Our population datasets are a joint effort between Facebook, Columbia University, and the World Bank. At Facebook, we use state-of-the-art computer vision techniques to identify buildings from commercially available satellite images — the same type of imagery made available via publicly accessible mapping services. Using this building information, Columbia uses census data to generate population estimates, validates the result against other, more coarse-grained datasets and then the World Bank Living Standards Measurement Study (LSMS) program validates the final dataset against anonymized “ground-truth” household surveys.

We used state-of-the-art convolutional neural networks to develop a model that has the accuracy to identify individual buildings and simultaneously works on satellite images across the globe. In order to achieve these contradicting requirements, we had to make tradeoffs in the performance of the model. There has been a lot of work recently on neural networks that can recognize individual buildings with very high accuracy, but these models are finely tuned on the local characteristics of the region where they are trained. We found that these models do not perform well at a global scale with realistic amounts of training data. Therefore, we developed a model that is trained only on binary labeled data — if an image does or does not contain a building — which allows for fast acquisition of the training data. Despite the challenges with our training data, our model is able to detect the shape and sizes of buildings, which enables us to improve the accuracy of our population estimates. In the image below (figure 3) you see two examples of the performance of the model in Malawi (left) and Kenya (right). Clearly, our model identifies individual buildings and enables us to quantify the distribution of population even in very sparsely populated areas. Our collaborators at the World Bank validated the Malawi dataset and found that on average we miss only about 6% of the houses that are part of their 2011 household survey data (LINK).

Dataset analysis

From a first analysis of our dataset we extract how people are aggregated near urbanized areas that have more than 10,000 people. We perform a clustering algorithm to automatically identify urbanized areas, and for the remaining population we determine how close they are to the nearest city. The cumulative distribution of the distance of population to the nearest city for 23 countries (covering about one third of the world population) is shown in figure 2 below.

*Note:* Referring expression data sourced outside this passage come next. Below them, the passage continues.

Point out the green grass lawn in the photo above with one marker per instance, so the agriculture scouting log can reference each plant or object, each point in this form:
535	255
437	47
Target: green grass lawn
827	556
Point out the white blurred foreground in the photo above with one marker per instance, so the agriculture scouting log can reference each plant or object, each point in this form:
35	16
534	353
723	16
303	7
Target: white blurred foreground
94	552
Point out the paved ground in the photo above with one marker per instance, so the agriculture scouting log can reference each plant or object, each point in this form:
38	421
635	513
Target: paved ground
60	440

The cumulative distribution of number of people as a function of the distance to the nearest city. The cities are determined through clustering of the population dataset for 23 countries. About 44% of the population lives in urban areas, while 99% of the population lives within 63 km of the nearest city. While this distance varies on a country to country basis, for most countries (20) this range is below 90 km.

From this preliminary analysis, we’ve determined that slightly less than 50% of the population lives in cities. However, 99% of the population lives within 63 km of the nearest city. Hence, if we are able to develop communication technologies that can bridge 63 km with sufficiently high data rates, we should be able to connect 99% of the population in these 23 countries.

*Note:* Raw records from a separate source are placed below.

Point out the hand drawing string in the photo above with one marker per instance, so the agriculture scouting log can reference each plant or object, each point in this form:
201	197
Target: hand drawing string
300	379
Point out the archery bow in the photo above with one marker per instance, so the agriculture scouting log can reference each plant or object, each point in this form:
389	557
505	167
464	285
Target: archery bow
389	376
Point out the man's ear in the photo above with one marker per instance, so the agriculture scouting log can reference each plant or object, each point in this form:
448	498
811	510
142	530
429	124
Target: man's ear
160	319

This is a challenging task, since the highest-throughput wireless communication methods require a line of sight between the transmitter and the receiver. This requirement can be met by using an aerial platform such as Aquila or satellites. We are currently working on a variety of communications technologies to solve these problems, and recently shared an update on reaching record-breaking data rates with our millimeter-wave technology. Our new dataset provides us with information on population distribution and location characteristics that will help us design these technologies more accurately. We would love to hear ideas (preferably also in an open manner) on how to bridge this distance in an economically viable fashion for line of sight and non-line of sight use cases, and we hope that by sharing these datasets we will stimulate further research.

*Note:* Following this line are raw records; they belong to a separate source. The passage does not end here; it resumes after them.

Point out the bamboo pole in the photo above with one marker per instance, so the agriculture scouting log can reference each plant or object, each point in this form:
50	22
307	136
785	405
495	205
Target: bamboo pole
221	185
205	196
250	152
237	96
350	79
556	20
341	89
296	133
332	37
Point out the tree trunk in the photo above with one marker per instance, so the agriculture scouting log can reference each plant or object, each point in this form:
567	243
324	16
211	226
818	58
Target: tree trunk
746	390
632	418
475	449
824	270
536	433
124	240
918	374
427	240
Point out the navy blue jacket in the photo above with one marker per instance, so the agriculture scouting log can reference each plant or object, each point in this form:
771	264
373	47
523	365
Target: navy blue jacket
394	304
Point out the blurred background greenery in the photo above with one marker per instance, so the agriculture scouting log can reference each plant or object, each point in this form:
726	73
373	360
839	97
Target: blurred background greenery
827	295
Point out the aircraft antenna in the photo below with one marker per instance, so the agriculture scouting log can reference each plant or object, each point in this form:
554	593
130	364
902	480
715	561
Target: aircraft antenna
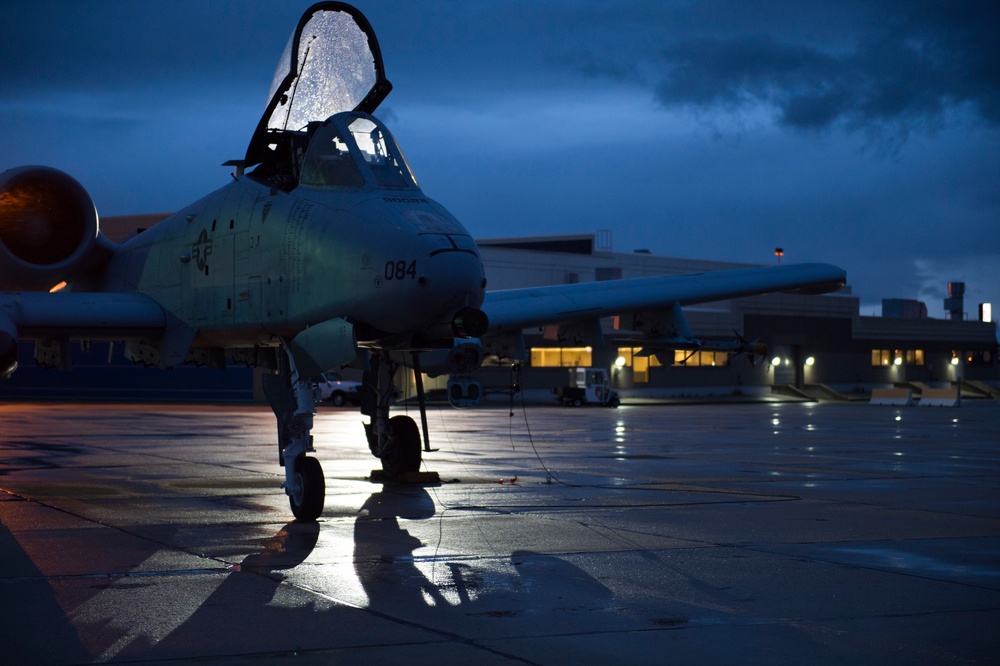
298	77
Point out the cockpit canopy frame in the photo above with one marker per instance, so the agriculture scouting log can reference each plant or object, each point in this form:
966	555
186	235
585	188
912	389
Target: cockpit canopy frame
332	63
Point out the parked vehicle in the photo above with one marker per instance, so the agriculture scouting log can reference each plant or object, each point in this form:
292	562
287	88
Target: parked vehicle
588	386
331	388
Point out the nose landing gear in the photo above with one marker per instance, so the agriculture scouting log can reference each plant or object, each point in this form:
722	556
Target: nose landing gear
396	440
291	400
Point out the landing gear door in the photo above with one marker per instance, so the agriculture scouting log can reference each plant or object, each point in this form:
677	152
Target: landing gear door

To start, we’ve shared data sets for Malawi, South Africa, Ghana, Haiti, and Sri Lanka, and they can be found on the website of CIESIN at Columbia University. We will keep adding more countries over the coming months.

Developing communication technologies to reach the rest of the world is not a challenge we will solve alone. We want this data to be a new source of information to empower other organizations to achieve their missions. For example, The Red Cross is already planning to use the population maps to help combat malaria in Malawi, and to target humanitarian aid after natural disasters. By sharing our data and the problems we are working on publicly we hope to stimulate an open approach to solving local and global challenges.